OPINION:
As the U.S. nears a peace deal with Iran, Congress must take care of those who fought in the war.
Thirteen service members have been killed in the conflict. Roughly 400 more have been wounded. The Military Health System has absorbed casualties at this scale by evacuating the wounded, treating them across the region and in Germany, and returning many to duty.
The system has performed.
That performance should not be confused with readiness for a larger fight, however. A wider conflict in the Middle East or a contingency in the Pacific involving China would not result in hundreds of casualties. It would produce them in the thousands.
Military medical leaders have said plainly that the system is not prepared. The pending defense budget is the moment to address it.
President Trump has proposed a $1.5 trillion defense budget for fiscal 2027, a 42% increase and the largest military budget request in modern American history.
The proposal funds new battleships, the Golden Dome missile shield and accelerated munitions production. These programs are important, but nothing is more important than taking care of the people who wear the uniform.
Congress now faces a choice about how to allocate that money. The equipment and medical care to keep service members alive in combat must come first.
That gap is not new. During my service, I purchased my own boots because the Army-issued footwear was inadequate and moisture-wicking undershirts were better suited to the demands of infantry work.
Soldiers across the force routinely supplemented their gear out of pocket because the Army’s provision fell short.
The Universal Camouflage Pattern, fielded in 2005, is a more consequential example. Soldiers reported that it failed to conceal them in Afghanistan. Army testing confirmed it. Congress authorized MultiCam in 2009, but the Army kept the Universal Camouflage Pattern as its standard until 2015.
By 2019, the program had cost an estimated $5 billion. The Army has described it as a major mistake. My soldiers and I knew it the first time we wore it.
The same pattern extends to military medicine. While stationed in South Korea during heightened tensions with North Korea, I injured my back and sought care at the troop medical clinic. The provider offered pain medication. When I asked about chiropractic care, I was told it was not authorized.
I paid to get treatment in Seoul. It worked, and I returned to full duty.
The U.S. Army has since acknowledged that treating pain with medication alone hurts readiness. Research shows that soldiers who receive non-drug care are far less likely to become opioid-dependent. That fix came years too late.
These experiences point to a structural problem. In March 2025, military medical experts told the Senate Armed Services Committee that the Military Health System could not handle a major war. They cited budget cuts, delayed reforms and a shortage of trauma-trained providers.
A 2017 reorganization pushed patients into the private sector, eroding the medical workforce’s wartime skills. The former deputy secretary of defense has called the system “chronically understaffed.”
Keith Bass, assistant secretary of defense for health affairs, is guiding an agency that now lists “preparing for war daily” as its first priority. Mr. Bass told lawmakers that delayed private-sector payments, workforce turnover and Defense Health Agency consolidation had created “significant structural uncertainty” that masked true cost growth and framed the new budget around “stabilization and baseline validation,” not more reorganization.
The White House budget proposes dividing the Defense Health Program into two accounts — one for combat medicine and one for private sector care — to protect readiness funding from cost swings. Mr. Bass, who is leading the change, has called the Military Health System “the bedrock of a ready force.”

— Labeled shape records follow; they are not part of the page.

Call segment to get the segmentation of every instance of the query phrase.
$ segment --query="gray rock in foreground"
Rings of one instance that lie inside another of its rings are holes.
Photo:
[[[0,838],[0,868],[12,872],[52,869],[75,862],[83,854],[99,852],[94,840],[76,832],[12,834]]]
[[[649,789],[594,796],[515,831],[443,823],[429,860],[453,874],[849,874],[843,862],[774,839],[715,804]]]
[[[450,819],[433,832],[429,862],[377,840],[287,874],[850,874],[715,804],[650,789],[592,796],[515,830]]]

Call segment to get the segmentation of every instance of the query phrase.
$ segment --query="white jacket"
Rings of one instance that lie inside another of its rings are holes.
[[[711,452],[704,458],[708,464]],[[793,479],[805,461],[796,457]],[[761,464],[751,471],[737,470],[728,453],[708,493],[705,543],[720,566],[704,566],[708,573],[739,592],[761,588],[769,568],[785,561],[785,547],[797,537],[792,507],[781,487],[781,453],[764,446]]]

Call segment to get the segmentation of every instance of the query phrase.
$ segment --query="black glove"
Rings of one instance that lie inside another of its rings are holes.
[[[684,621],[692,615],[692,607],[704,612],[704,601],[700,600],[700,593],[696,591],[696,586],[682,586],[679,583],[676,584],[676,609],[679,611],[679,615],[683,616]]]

The reform is sound. Its value depends on what Congress funds within it.
The same institution that asks young Americans to deploy into harm’s way has, for too long, asked them to do so in inadequate uniforms with substandard gear and uncertain medical care in a serious contingency.
A historic increase in defense spending is an opportunity to correct that.

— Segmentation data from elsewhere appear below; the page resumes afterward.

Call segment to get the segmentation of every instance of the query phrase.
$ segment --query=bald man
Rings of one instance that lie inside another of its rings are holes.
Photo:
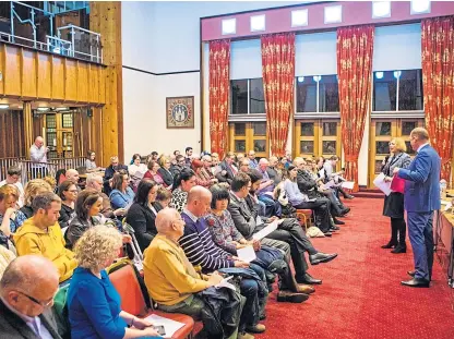
[[[58,280],[57,268],[44,256],[12,261],[0,280],[0,337],[61,339],[50,311]]]
[[[184,232],[184,220],[174,208],[164,208],[156,216],[157,235],[144,252],[144,278],[150,296],[157,307],[169,313],[182,313],[200,318],[204,329],[213,338],[222,338],[222,332],[212,322],[214,318],[202,312],[205,306],[203,299],[195,293],[206,290],[222,281],[214,273],[210,278],[199,275],[188,261],[178,240]],[[241,312],[237,305],[232,314]]]

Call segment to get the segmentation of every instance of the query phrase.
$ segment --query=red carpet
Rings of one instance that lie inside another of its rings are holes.
[[[335,261],[310,267],[323,284],[302,304],[277,303],[274,291],[263,323],[266,332],[255,337],[454,338],[452,291],[437,258],[430,289],[402,287],[413,269],[413,254],[380,249],[390,238],[390,219],[381,215],[383,202],[357,197],[347,205],[351,211],[340,233],[313,240],[319,251],[338,253]]]

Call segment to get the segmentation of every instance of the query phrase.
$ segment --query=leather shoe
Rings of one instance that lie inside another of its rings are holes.
[[[427,281],[426,279],[418,279],[418,278],[413,278],[407,281],[402,281],[401,283],[407,287],[423,287],[423,288],[430,287],[429,281]]]
[[[322,284],[322,280],[313,278],[310,274],[304,274],[302,279],[296,278],[298,283]]]
[[[304,293],[304,294],[312,294],[315,292],[315,289],[309,284],[298,284],[297,286],[297,292],[298,293]]]
[[[312,254],[309,256],[309,261],[311,265],[319,265],[320,263],[327,263],[334,259],[337,256],[337,253],[333,254],[325,254],[322,252],[318,252],[316,254]]]
[[[277,293],[277,301],[282,303],[302,303],[309,299],[309,294],[294,293],[289,291],[279,291]]]

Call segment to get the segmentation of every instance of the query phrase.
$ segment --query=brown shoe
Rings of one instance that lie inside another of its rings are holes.
[[[312,294],[313,292],[315,292],[315,289],[309,284],[299,283],[297,286],[297,292],[304,293],[304,294]]]

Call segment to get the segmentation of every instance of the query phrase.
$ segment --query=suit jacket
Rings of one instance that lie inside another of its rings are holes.
[[[23,319],[4,305],[2,300],[0,300],[0,339],[39,339]],[[39,319],[52,338],[61,339],[50,310],[39,315]]]
[[[405,209],[429,213],[440,209],[441,160],[430,145],[423,146],[408,169],[399,169],[398,177],[405,179]]]

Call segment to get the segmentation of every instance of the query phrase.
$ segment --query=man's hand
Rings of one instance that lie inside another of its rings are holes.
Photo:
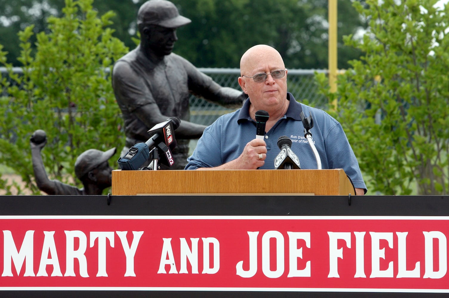
[[[255,139],[246,145],[243,152],[235,160],[239,169],[255,170],[265,164],[266,158],[267,144],[265,141]]]

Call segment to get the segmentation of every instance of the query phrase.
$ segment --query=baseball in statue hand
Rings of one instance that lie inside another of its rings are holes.
[[[38,129],[33,133],[31,140],[35,144],[40,144],[47,139],[47,134],[42,129]]]

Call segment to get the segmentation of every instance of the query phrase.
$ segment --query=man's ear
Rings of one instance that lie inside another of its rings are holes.
[[[242,90],[246,94],[247,94],[247,88],[245,86],[245,81],[243,80],[243,78],[242,77],[238,77],[238,79],[237,80],[238,81],[238,84],[240,85],[240,88],[242,88]]]
[[[93,171],[89,171],[89,172],[87,173],[87,176],[88,178],[89,178],[89,180],[91,181],[93,181],[94,182],[97,182],[97,176],[96,176],[95,174],[93,173]]]

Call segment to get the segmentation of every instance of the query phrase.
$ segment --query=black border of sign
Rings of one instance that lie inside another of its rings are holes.
[[[109,204],[108,204],[109,203]],[[448,196],[2,196],[1,215],[449,215]],[[0,291],[5,297],[415,297],[447,293]]]

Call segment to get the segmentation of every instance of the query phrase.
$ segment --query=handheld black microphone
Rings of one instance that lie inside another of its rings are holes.
[[[313,118],[312,117],[312,113],[310,113],[310,118],[308,118],[304,115],[304,113],[301,111],[299,114],[299,117],[301,117],[301,121],[303,122],[303,125],[304,126],[304,136],[307,139],[307,141],[310,145],[310,148],[315,155],[315,158],[317,160],[317,168],[321,170],[321,158],[320,158],[320,154],[318,153],[318,150],[313,145],[313,140],[312,137],[312,132],[310,130],[313,127]]]
[[[291,140],[286,136],[282,136],[277,139],[277,147],[281,152],[274,159],[274,168],[299,170],[299,160],[290,149]]]
[[[264,139],[265,135],[265,125],[270,118],[268,112],[260,110],[255,112],[256,133],[255,138]]]
[[[157,147],[162,150],[165,158],[161,162],[171,166],[174,163],[171,149],[176,146],[174,131],[179,127],[179,118],[170,117],[163,122],[156,124],[148,131],[153,136],[145,143],[138,143],[128,151],[122,158],[119,158],[120,168],[125,170],[138,170],[150,158],[150,148]]]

Mr. Bass has called this “the solemn obligation we have to all who are entrusted to our care.” Congress should treat it as one.
The 13 Americans killed in the Iran war are a reminder of who this budget exists to support. Ships and missiles have no value without trained, equipped, well-cared-for service members to operate them.
• Mark Lucas is president of Veteran Action and a U.S. Army veteran of the war in Afghanistan.